(also published to Github)
I'm attempting to implement the code from this repository using spaCy matcher in place of regex:
The plan is to develop the patterns to include custom attributes and dependency relations.
However, I'm having problems with the retokenizer.merge() for merging slices of existing noun_chunks.
The overall problem is to exlcude modifier terms such as, "other" and "some other". They are normally included within the span of a noun_chunk, but are required to be separate as such terms are predicates for particular Hearst Patterns.

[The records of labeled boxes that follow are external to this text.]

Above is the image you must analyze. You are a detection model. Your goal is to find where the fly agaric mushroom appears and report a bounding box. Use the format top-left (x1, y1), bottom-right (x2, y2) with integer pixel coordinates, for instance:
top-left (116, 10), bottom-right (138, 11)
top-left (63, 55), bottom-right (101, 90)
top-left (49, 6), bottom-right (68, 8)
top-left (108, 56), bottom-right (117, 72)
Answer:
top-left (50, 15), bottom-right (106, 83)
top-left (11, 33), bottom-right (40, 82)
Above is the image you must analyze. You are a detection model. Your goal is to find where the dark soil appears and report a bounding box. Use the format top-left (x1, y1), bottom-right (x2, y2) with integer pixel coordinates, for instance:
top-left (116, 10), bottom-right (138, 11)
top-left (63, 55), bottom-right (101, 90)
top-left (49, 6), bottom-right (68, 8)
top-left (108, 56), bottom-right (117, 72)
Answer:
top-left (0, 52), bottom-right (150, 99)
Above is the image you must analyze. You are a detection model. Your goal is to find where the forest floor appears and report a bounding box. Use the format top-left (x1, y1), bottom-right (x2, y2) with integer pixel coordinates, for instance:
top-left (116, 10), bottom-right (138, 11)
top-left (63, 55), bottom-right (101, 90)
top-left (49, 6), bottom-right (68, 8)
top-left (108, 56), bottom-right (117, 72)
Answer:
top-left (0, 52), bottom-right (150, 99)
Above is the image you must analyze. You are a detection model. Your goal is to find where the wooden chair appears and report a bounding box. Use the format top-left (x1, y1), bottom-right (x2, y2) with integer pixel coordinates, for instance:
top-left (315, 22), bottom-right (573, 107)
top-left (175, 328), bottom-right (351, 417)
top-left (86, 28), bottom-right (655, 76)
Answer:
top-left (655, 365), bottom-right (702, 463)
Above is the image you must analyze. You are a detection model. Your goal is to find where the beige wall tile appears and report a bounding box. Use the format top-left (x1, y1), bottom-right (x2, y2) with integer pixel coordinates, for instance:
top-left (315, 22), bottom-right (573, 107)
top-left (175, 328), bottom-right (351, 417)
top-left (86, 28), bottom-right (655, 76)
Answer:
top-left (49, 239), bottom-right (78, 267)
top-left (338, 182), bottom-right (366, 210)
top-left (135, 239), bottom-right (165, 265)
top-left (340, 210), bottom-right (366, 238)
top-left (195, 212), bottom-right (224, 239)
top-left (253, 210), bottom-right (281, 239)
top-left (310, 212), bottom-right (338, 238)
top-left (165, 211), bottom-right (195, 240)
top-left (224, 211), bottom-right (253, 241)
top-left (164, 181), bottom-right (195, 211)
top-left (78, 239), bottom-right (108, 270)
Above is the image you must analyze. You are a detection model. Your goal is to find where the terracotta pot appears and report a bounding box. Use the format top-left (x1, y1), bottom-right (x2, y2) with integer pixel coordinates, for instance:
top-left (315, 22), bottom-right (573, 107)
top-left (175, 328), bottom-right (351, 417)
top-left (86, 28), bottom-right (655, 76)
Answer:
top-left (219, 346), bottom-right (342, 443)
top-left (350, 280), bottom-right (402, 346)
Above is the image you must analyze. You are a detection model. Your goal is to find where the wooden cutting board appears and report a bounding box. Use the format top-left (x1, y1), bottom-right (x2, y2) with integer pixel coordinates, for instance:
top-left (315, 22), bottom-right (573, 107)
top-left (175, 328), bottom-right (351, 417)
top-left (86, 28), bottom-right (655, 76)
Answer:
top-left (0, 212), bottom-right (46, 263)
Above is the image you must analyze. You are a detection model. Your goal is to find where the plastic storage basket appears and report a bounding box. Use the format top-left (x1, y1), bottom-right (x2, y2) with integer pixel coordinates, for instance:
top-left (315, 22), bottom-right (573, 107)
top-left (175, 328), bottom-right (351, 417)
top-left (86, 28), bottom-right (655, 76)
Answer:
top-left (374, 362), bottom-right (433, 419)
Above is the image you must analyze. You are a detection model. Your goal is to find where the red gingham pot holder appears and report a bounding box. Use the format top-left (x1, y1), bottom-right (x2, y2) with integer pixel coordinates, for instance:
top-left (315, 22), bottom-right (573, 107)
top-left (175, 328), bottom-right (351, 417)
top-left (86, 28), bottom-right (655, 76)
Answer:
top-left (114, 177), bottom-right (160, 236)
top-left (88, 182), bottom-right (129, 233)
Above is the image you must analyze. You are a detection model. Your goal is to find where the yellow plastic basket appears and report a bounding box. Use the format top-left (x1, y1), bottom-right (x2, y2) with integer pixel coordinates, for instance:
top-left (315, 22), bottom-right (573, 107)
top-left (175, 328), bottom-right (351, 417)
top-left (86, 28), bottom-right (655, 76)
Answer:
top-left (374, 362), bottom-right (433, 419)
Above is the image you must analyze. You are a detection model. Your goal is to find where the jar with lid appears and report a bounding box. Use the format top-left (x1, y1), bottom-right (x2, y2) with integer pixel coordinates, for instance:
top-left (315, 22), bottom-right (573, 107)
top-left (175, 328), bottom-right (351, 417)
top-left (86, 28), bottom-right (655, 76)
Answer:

The following code has been written to address this problem:
text = "We are using docs, spans, tokens and some other spacy features, such as
merge_entities,
merge_noun_chunks and especially retokenizer"
self.predicates = ["some", "some other", "such as", "especially"]
###### relevant patterns:
# hypernym = {"POS" : {"IN": ["NOUN", "PROPN"]}}
# hyponym = {"POS" : {"IN": ["NOUN", "PROPN"]}}
# punct = {"IS_PUNCT": True, "OP": "?"}
# {"label" : "such_as", "pattern" : [hypernym, punct, {"LEMMA": "such"}, {"LEMMA":
"as"}, hyponym]}
# {"label" : "especially", "pattern" : [hypernym, punct, {"LEMMA" : "especially"},
hyponym]}
# having created the doc object this code iterates through the noun_chunks to
# remove modifier terms for the pattern matcher. For example, 'some other', which
# are merged as part of a noun_chunk are predicate terms for the Hearst Pattern.
with doc.retokenize() as retokenizer:
for chunk in doc.noun_chunks:
attrs = {"tag": chunk.root.tag, "dep": chunk.root.dep}
#iterate through all predicate terms.
for predicate in self.predicates:
count = 0
# iterate through the noun_chunk. If its first, second etc token match those
# of a predicate word or phrase, then add to count.
while count < len(predicate) and doc[chunk.start + count].lemma_ == predicate[count]:
count += 1
# Create a new noun_chunk based excluding the number of tokens detected
# as part of a predicate phrase.
# for example "some other spaCy features" become "spaCy features"
# "especially retokenizer" becomes "retokenizer"
retokenizer.merge(doc[chunk.start + count : chunk.end], attrs = attrs)`
The problem is happening at the retokenize.merge()
stage. In slicing 'some' and 'other' from the noun_chunk 'some other spaCy features' returns the following error message:
[E102] Can't merge non-disjoint spans. 'spaCy' is already part of tokens to merge. If you want to find the longest non-overlapping spans, you can use the util.filter_spans helper:
Top-level Functions ยท spaCy API Documentation
While it is possible to create a custom attribute containing the filtered spans, I need the noun_chunk spans to be merged within the doc
for the Matcher
patterns to work.
Where the point is the merge the slice of a span, would using filter_spans
return the longest span including the tokens to be excluded?
So you have any ideas as to where I'm going wrong here?